Het was bijna een maand geleden dat zij en Ed waren aangekomen, en
er waren niet veel van deze dagen geweest, dat ze allemaal tegelijk
vrij hadden gehad. Niettemin had Connor het gevoel dat hij haar
kende, dat hij haar op een of andere manier al lang kende. Ze was
een van die vrouwen die je vaak aanraakten, niet alsof ze je wilde
versieren, maar op een natuurlijke, onbewuste manier. Als ze je
iets duidelijk wilde maken, legde ze een hand op je arm, en ook al
wist hij dat het niets voorstelde, dat het gewoon een vriendelijk,
zusterlijk gebaar was, het had wel altijd effect op hem. En toen ze
hem na de rodeo had omhelsd, had hij niet geweten waar hij moest
kijken.
'Connor?'
Hij hoorde de stem van zijn moeder. Alle blikken waren op hem
gericht.
'Hallo?' zei Ed. 'Iemand thuis?'
'Sorry. Wat was er?'
'Je moeder wilde weten waar we morgen gaan klimmen.'
'O. We zouden naar de Bitterroots kunnen gaan.'
'Dus jij houdt ook van klimmen, Julia?' vroeg Connors moeder.
'Ik heb wel eens geklommen. Ik ben er niet erg goed in.'
'Ze is geweldig,' zei Ed. 'Net alsof je naar Spiderwoman zit te
kijken.'
'Was het maar waar.'
'Nou, pas maar een beetje op met die twee krankzinnigen.'
'Neemt u me niet kwalijk, mevrouw Ford, maar nu ik u vandaag aan
het werk heb gezien denk ik dat het een genenkwestie is.'
'Een Wranglerskwestie,' zei Ed.
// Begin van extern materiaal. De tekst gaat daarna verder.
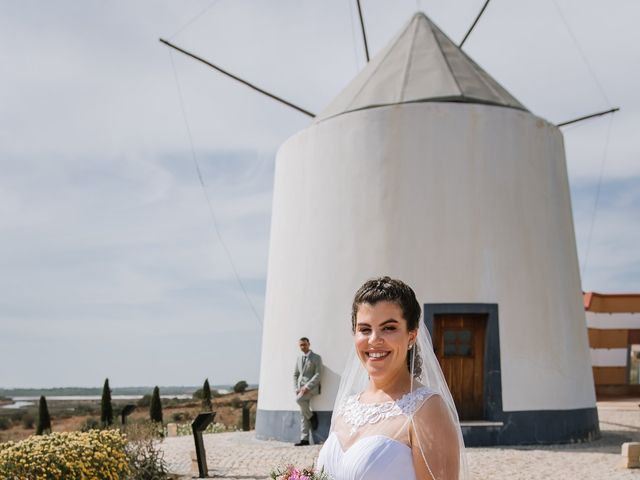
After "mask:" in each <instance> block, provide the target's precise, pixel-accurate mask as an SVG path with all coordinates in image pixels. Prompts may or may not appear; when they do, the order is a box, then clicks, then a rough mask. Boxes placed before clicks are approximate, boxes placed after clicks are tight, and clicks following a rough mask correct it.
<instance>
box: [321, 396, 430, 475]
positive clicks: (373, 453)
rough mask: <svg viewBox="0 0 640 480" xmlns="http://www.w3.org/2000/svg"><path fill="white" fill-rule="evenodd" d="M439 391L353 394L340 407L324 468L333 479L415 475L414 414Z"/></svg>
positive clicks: (327, 446) (322, 454) (328, 448)
mask: <svg viewBox="0 0 640 480" xmlns="http://www.w3.org/2000/svg"><path fill="white" fill-rule="evenodd" d="M433 394H434V392H433V391H432V390H430V389H429V388H427V387H420V388H418V389H416V390H415V391H413V392H410V393H407V394H406V395H404V396H403V397H401V398H399V399H398V400H391V401H388V402H383V403H373V404H371V403H362V402H360V395H354V396H352V397H349V398H347V399H346V400H345V402H344V403H343V404H342V406H341V407H340V408H339V409H338V410H337V412H335V415H337V417H336V419H335V421H334V423H333V426H332V431H331V433H330V434H329V438H327V441H326V442H325V444H324V445H323V447H322V450H320V455H319V457H318V462H317V464H318V468H324V471H325V472H326V473H328V474H329V475H330V476H331V478H332V480H391V479H394V480H395V479H398V480H400V479H401V480H415V478H416V473H415V469H414V466H413V460H412V450H411V447H410V445H409V442H408V438H409V437H408V429H409V425H410V423H411V422H410V421H409V420H411V418H412V417H413V415H414V414H415V413H416V411H417V410H418V409H419V408H420V406H421V405H423V404H424V402H425V400H426V399H427V398H429V397H430V396H431V395H433Z"/></svg>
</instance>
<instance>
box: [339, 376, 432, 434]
mask: <svg viewBox="0 0 640 480" xmlns="http://www.w3.org/2000/svg"><path fill="white" fill-rule="evenodd" d="M432 394H433V392H432V391H431V390H429V388H427V387H420V388H418V389H417V390H414V391H413V392H409V393H406V394H405V395H403V396H402V397H401V398H399V399H398V400H389V401H388V402H383V403H362V402H360V394H358V395H353V396H351V397H348V398H347V400H346V401H345V402H344V403H343V404H342V405H341V406H340V408H339V409H338V415H339V416H342V417H343V419H344V421H345V422H346V423H348V424H349V425H351V430H352V433H354V432H355V431H356V430H357V429H358V428H359V427H362V426H363V425H366V424H374V423H378V422H379V421H381V420H384V419H387V418H391V417H395V416H398V415H405V416H406V417H412V416H413V414H414V413H415V412H416V410H417V409H418V407H419V406H420V405H422V403H423V402H424V401H425V400H426V399H427V398H428V397H430V396H431V395H432Z"/></svg>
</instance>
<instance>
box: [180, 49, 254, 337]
mask: <svg viewBox="0 0 640 480" xmlns="http://www.w3.org/2000/svg"><path fill="white" fill-rule="evenodd" d="M169 58H170V60H171V68H172V69H173V76H174V78H175V80H176V87H177V90H178V99H179V103H180V110H181V111H182V118H183V120H184V124H185V127H186V130H187V137H188V138H189V145H190V147H191V158H192V159H193V163H194V165H195V167H196V172H197V174H198V180H199V181H200V186H201V187H202V192H203V193H204V197H205V199H206V201H207V207H208V208H209V213H210V214H211V220H212V223H213V229H214V231H215V232H216V236H217V237H218V240H219V241H220V245H222V248H223V250H224V252H225V254H226V256H227V260H228V261H229V264H230V265H231V269H232V270H233V275H234V276H235V278H236V281H237V283H238V285H239V286H240V289H241V290H242V293H243V294H244V296H245V298H246V299H247V303H248V304H249V307H250V308H251V311H252V312H253V314H254V316H255V317H256V320H257V321H258V324H259V325H260V328H262V320H261V318H260V315H259V314H258V311H257V310H256V307H255V306H254V305H253V302H252V301H251V297H249V293H248V292H247V289H246V288H245V286H244V283H243V282H242V279H241V278H240V275H239V274H238V269H237V268H236V265H235V263H234V261H233V258H232V257H231V252H230V251H229V248H228V247H227V244H226V243H225V241H224V239H223V238H222V234H221V233H220V228H219V227H218V220H217V218H216V215H215V212H214V210H213V205H212V203H211V199H210V197H209V193H208V192H207V187H206V184H205V182H204V177H203V176H202V171H201V169H200V163H199V162H198V157H197V156H196V150H195V147H194V143H193V136H192V135H191V128H190V127H189V120H188V118H187V112H186V109H185V108H184V100H183V98H182V88H181V87H180V80H179V78H178V71H177V69H176V66H175V63H174V61H173V54H172V52H171V50H169Z"/></svg>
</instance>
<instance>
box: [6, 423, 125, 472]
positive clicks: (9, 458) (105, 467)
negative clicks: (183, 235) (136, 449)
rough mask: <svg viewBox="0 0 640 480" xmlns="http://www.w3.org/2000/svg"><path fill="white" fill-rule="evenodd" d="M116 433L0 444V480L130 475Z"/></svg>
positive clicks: (104, 431)
mask: <svg viewBox="0 0 640 480" xmlns="http://www.w3.org/2000/svg"><path fill="white" fill-rule="evenodd" d="M126 444H127V439H126V437H125V436H124V435H123V434H122V433H120V432H119V431H118V430H90V431H88V432H61V433H52V434H50V435H45V436H31V437H29V438H27V439H26V440H23V441H21V442H17V443H15V442H7V443H2V444H0V478H3V479H5V478H6V479H12V480H14V479H15V480H35V479H38V480H40V479H46V480H58V479H64V480H74V479H78V480H80V479H82V480H93V479H96V480H98V479H99V480H119V479H123V478H126V477H127V476H128V475H129V473H130V468H129V461H128V457H127V453H126V450H125V446H126Z"/></svg>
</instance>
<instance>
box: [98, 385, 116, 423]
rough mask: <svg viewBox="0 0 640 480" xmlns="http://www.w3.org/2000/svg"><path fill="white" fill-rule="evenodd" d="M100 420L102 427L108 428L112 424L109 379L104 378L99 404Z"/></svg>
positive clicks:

De moeder van Connor
glimlachte.
'Luister,' zei ze. 'Je hebt vliegtuigen, je hebt bergen en je hebt
paarden. Vertel jij me maar eens waar je het best af kunt
vallen.'
Ze dronken koffie en betaalden de rekening. Connors moeder vroeg of
ze die nacht op de boerderij wilden logeren, maar Connor zei dat ze
beter naar Missoula konden teruggaan als ze morgenvroeg op de berg
wilden zijn. Ze namen afscheid op de parkeerplaats. Connors moeder
gaf Julia haar rodeotrofee.
'Mevrouw Ford, dat kan ik met geen mogelijkheid aannemen,'
protesteerde Julia.
'Tuurlijk wel. Ik heb al te veel van die rommel thuis.'
Julia keek Connor aan.
'Neem het maar aan,' zei deze. 'Ze meent het.'
'Goed. Goed dan. Dank u.' Ze gaf Connors moeder een zoen. 'Ik zal
haar koesteren.'
'Niets te danken,' zei ze, terwijl ze in haar pick-up stapte. 'Als
het de moeite was geweest haar om te smelten had ik haar zelf
gehouden.'
Ze reden naar het zuiden terwijl de avond zacht en blauw om hen
heen neerdaalde. Een stuk rechts van hen stak de Front Range als de
versterkingen van een gevreesd rijk af tegen het laatste rode lint
van de eindigende dag. Door de open ramen kwam de geur van
afkoelende aarde en lang in de zon gebakken sago naar binnen.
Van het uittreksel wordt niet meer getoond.